Time to respond: a report on the global implementation of maternal death surveillance and response (MDSR)
Understanding exactly why a woman died in pregnancy or around the time of childbirth is a crucial first step towards preventing other women dying in the same way. As well as identifying the medical causes of death, it is important to know the woman’s personal story and the precise circumstances of her death. Where was she when she died? Did she and her family realize she needed emergency care? Was care available to her and was it of good quality? Were there obstacles to her accessing care?

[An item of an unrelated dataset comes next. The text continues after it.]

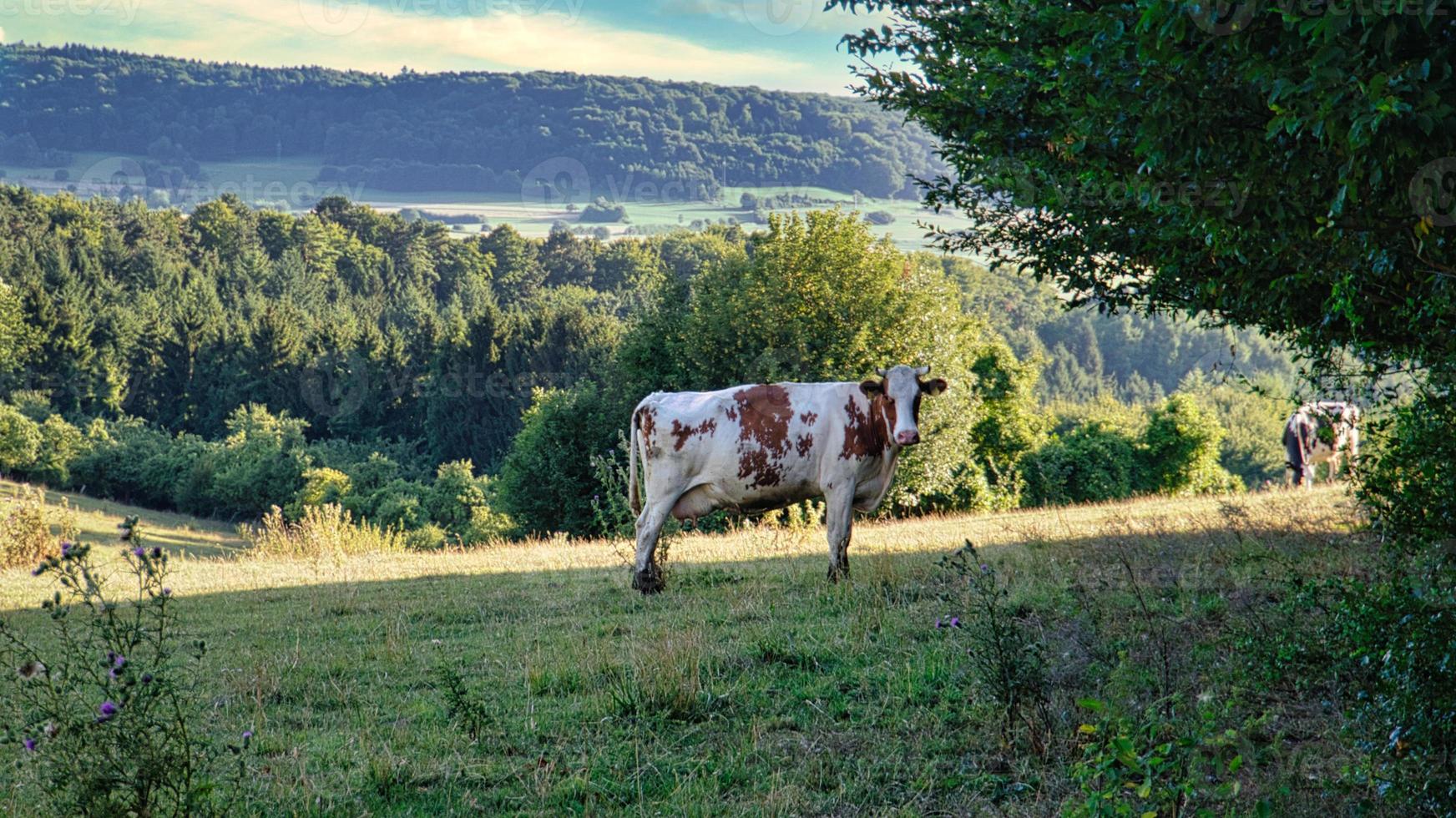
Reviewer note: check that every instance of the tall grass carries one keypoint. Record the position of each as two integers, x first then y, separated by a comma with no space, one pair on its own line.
27,528
322,530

In 2004, a WHO publication, Beyond the Numbers, highlighted the importance of answering such questions and of taking action on the results. It set out the essential information required – including how many mothers are dying, where, when and why – to inform the design of targeted policies and programmes that work towards the elimination of preventable maternal deaths.
Maternal death surveillance and response (MDSR) is a relatively new approach to investigating maternal deaths and taking action based on the findings, which has evolved from the established system of maternal death review (MDR). It builds on MDR by stressing the importance of follow-up action (response) and of continual monitoring to ensure that recommendations are acted on. As a result, MDSR has been described as a “continuous action cycle for monitoring of maternal deaths”. The approach is new but the elements of MDSR have developed over several decades.
There has been a sharp increase in the number of countries adopting national policies to review maternal mortality since the publication of the first report of the Commission on Information and Accountability (CoIA) for Women’s and Children’s Health in 2011, which called for “better information for better results”. The MDSR Working Group published technical guidance in 2013 and numerous countries have begun to create MDSR systems by adopting policies for the essential components.
Detailed information about the extent and quality of implementation in each country has been largely unavailable due to the recent origins of MDSR and the lack of systematic data collection. The WHO-MNCAH policy indicator database provides some useful information but is of limited relevance to MDSR because it addresses the whole spectrum of maternal, newborn, child and adolescent health.
In response, WHO in collaboration with the United Nations Population Fund (UNFPA) instigated a global survey of national MDSR systems in 2015 to provide baseline data on the status of implementation. This report details the findings of the survey, with additional information from the WHO-MNCAH policy indicator database. It also tells the story of MDSR and its role in efforts to eliminate preventable maternal mortality by 2030.